Les jours défilèrent alors, et je sombrais dans une dépression. Ils envoyèrent Jajuka ailleurs. J'avais perdu tout ce qui me permettait de tenir dans ce monde qui me devenait chaque jour plus atroce. J'avais l'impression que quelqu'un s'amusait à planter un couteau dans ma poitrine et à la tourner. L'impression que l'on me crevait le cœur. Je refusais de m'alimenter, et mon était devint réellement grave. Folken s'occupa lui-même de ma guérison. Après trois mois sans Séréna et Jajuka, je me murais dans le silence. Trois nouveaux mois s'écoulèrent sans que j'y prête attention. Et un jour, Folken me dit que j'allais devoir m'occuper d'un autre enfant. C'était un garçon de sept ans environ. Il me paraissait réellement étrange : ses courts cheveux gris, alors qu'il était très jeune, et ses yeux rouge sang. Il s'énervait souvent, piquant des crises de colère dévastatrices. Mais j'appris à l'aimer malgré tout. Dilandau était un enfant étrange, c'est vrai, mais lorsqu'on le connaissait, il apparaissait sous un autre jour. Je sortis de ma déprime et me dévoué corps et âme à cet enfant. Bientôt, on m'en confia une dizaine d'autres. Dilandau régnait en véritable chef, et son comportement me faisait penser à celui d'un dictateur. Mais les autres gamins exécutaient chaque ordre. Dilandau devint alors complètement fou. Je me mis à le haïr profondément, à partir du jour où je le vis gifler avec une joie malsaine deux des autres garçons. Je m'étais précipité vers eux et les avaient relevés, avant de dire à Dilandau qu'il n'avait pas le droit de faire ça. Les deux victimes tirèrent sur les manches de ma chemise et me dirent qu'ils l'avaient mérités et que c'était leur faute. Ce gamin avait une présence et une autorité incroyable. Je demandais à Folken de changeais, je ne voulais plus être avec cet enfant. Après plusieurs semaines, il accéda finalement à ma requête. Il évitait tout de même de m'approchait, peut-être par peur que je ne l'embrasse à nouveau.

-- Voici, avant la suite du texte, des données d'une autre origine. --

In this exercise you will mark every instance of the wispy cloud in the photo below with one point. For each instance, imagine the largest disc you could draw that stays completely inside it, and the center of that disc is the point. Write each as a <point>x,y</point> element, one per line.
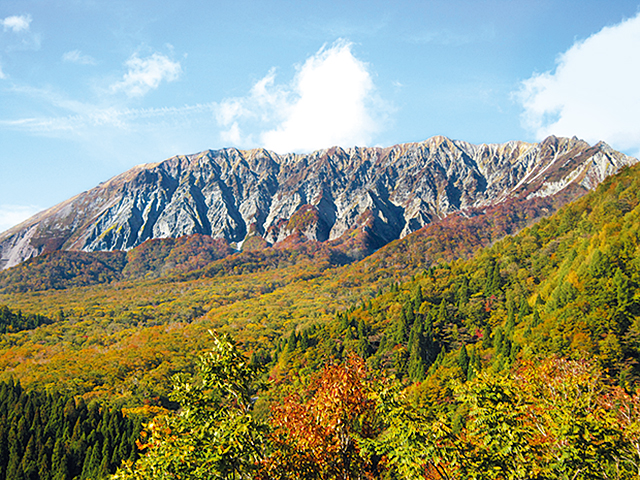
<point>16,23</point>
<point>593,92</point>
<point>76,56</point>
<point>11,215</point>
<point>332,100</point>
<point>145,74</point>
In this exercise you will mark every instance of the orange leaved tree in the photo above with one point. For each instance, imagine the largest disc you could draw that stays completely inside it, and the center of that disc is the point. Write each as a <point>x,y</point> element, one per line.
<point>317,433</point>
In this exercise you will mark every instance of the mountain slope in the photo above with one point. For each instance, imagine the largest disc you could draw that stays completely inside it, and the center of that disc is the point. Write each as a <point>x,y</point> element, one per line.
<point>235,194</point>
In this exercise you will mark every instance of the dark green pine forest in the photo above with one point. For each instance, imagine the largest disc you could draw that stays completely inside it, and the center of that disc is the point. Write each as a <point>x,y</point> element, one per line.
<point>502,345</point>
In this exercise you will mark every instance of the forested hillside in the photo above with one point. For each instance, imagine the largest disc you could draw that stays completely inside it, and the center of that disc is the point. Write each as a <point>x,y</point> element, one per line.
<point>516,360</point>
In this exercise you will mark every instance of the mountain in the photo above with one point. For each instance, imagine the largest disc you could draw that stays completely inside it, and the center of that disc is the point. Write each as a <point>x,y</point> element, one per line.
<point>241,196</point>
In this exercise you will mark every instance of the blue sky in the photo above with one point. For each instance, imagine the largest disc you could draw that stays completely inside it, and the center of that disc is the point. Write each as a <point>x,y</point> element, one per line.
<point>90,88</point>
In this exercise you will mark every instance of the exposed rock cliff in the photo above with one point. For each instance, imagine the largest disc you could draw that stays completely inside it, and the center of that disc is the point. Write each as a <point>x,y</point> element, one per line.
<point>233,194</point>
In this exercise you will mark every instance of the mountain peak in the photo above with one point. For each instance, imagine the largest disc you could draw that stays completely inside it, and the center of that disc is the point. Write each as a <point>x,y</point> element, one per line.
<point>230,193</point>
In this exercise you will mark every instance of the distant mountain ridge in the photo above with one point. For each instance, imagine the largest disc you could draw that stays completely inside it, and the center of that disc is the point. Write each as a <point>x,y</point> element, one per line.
<point>236,195</point>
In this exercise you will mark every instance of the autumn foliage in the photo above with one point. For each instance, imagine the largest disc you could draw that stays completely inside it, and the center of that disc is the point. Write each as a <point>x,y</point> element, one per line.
<point>316,432</point>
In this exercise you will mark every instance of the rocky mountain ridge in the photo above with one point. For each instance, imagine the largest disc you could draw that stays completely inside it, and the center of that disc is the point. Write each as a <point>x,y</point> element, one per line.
<point>235,194</point>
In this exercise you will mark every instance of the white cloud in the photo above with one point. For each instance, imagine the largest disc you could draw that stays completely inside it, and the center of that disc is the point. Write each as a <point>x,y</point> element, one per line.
<point>145,74</point>
<point>76,56</point>
<point>593,92</point>
<point>11,215</point>
<point>17,23</point>
<point>331,101</point>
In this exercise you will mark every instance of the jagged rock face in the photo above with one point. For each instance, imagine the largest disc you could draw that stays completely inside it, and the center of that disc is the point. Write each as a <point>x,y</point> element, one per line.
<point>232,194</point>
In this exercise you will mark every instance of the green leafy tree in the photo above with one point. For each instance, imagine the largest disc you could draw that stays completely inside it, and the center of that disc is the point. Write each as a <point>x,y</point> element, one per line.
<point>215,434</point>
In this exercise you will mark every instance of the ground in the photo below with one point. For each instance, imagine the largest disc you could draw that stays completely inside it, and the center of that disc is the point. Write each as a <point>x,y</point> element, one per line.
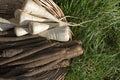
<point>99,31</point>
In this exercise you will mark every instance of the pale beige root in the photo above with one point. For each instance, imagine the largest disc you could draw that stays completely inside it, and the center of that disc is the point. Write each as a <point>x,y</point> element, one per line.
<point>5,24</point>
<point>21,31</point>
<point>58,33</point>
<point>36,27</point>
<point>33,8</point>
<point>24,18</point>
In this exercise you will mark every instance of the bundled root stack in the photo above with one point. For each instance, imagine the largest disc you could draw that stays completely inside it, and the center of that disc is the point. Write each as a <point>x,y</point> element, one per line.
<point>34,46</point>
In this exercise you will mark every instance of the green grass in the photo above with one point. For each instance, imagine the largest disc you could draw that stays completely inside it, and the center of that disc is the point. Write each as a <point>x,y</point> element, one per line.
<point>100,38</point>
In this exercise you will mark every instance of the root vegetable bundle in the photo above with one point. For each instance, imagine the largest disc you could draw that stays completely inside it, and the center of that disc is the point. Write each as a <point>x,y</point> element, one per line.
<point>35,43</point>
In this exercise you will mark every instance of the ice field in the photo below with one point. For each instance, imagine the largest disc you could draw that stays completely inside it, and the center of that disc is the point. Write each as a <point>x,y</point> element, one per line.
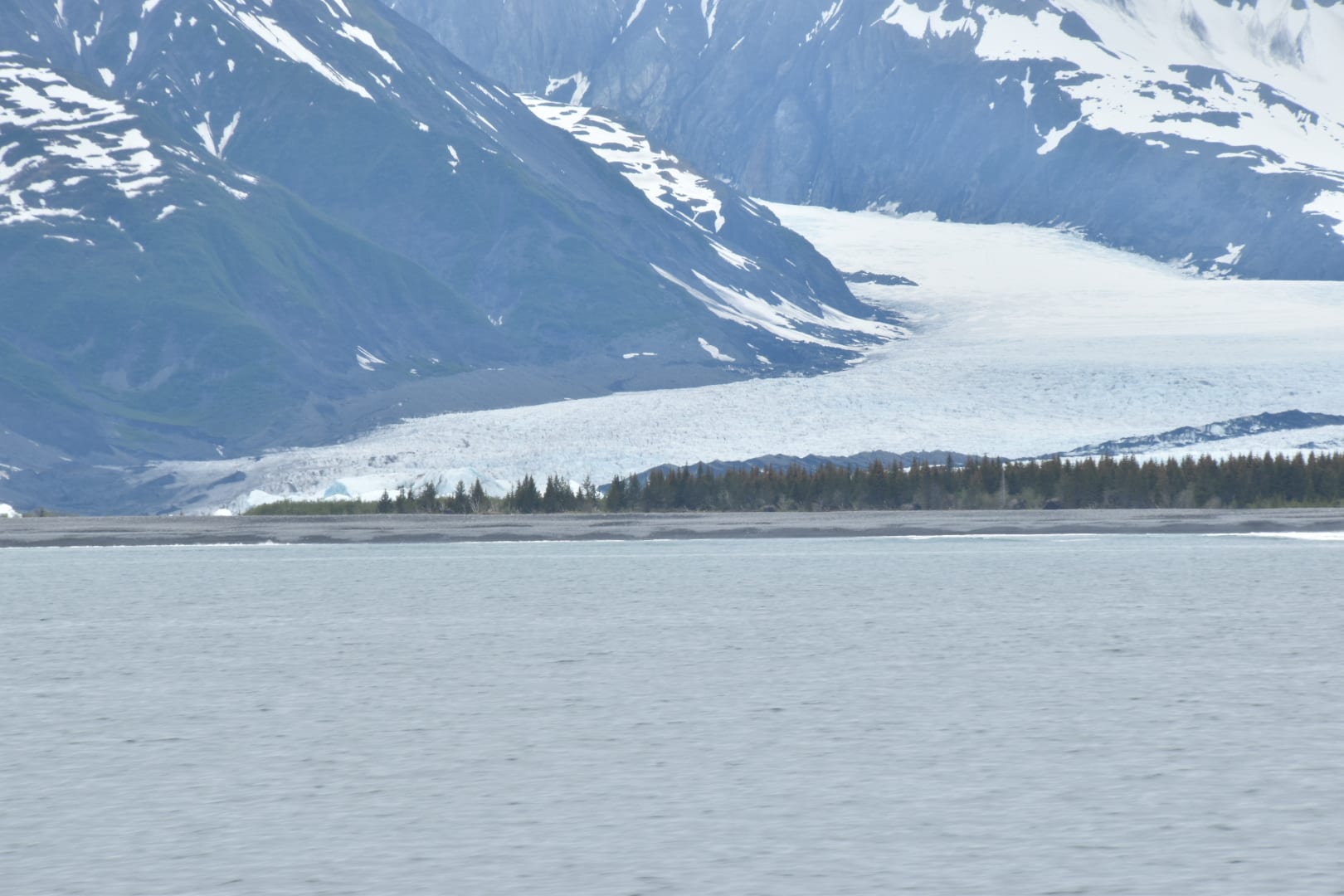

On me transféra dans des entraînements, et je compris alors qu'ils me destinaient à devenir de la chair à canon en cas de guerre. Les rumeurs allaient bon train, et les hommes que j'entendais en parlaient. Deux jeunes femmes-chattes s'occupèrent de ma formation. J'appris à manier l'épée aussi, en compagnie d'hommes qui trouvaient plus qu'amusant de voir une femme se battre. Narya et Erya, les deux femmes-chattes, elles, m'apprirent le combat à mains nues. Je les trouvais fascinantes : la manière dont elles bougeaient, la grâce de chacun de leurs mouvements, leur coordination. Et, bien que leurs traits fassent réellement penser à des chats, elles étaient malgré tout très belles à mes yeux. Je remarquais très vite que toutes deux étaient amoureuses de Folken, et cela m'amusa un peu. Penser que quelqu'un pouvait tomber amoureux d'un homme comme lui, si distant, si froid... mais il était tellement gentil avec ces deux filles, cela expliquait tout. Je me liais d'amitié avec les deux sœurs et je passais de bons moments avec elles. Je m'enfonçais dans les combats pour oublier le reste, ne plus penser à mon entourage. Et puis un jour, durant notre entraînement quotidien, la porte s'ouvrit, Folken entra en compagnie de Dilandau.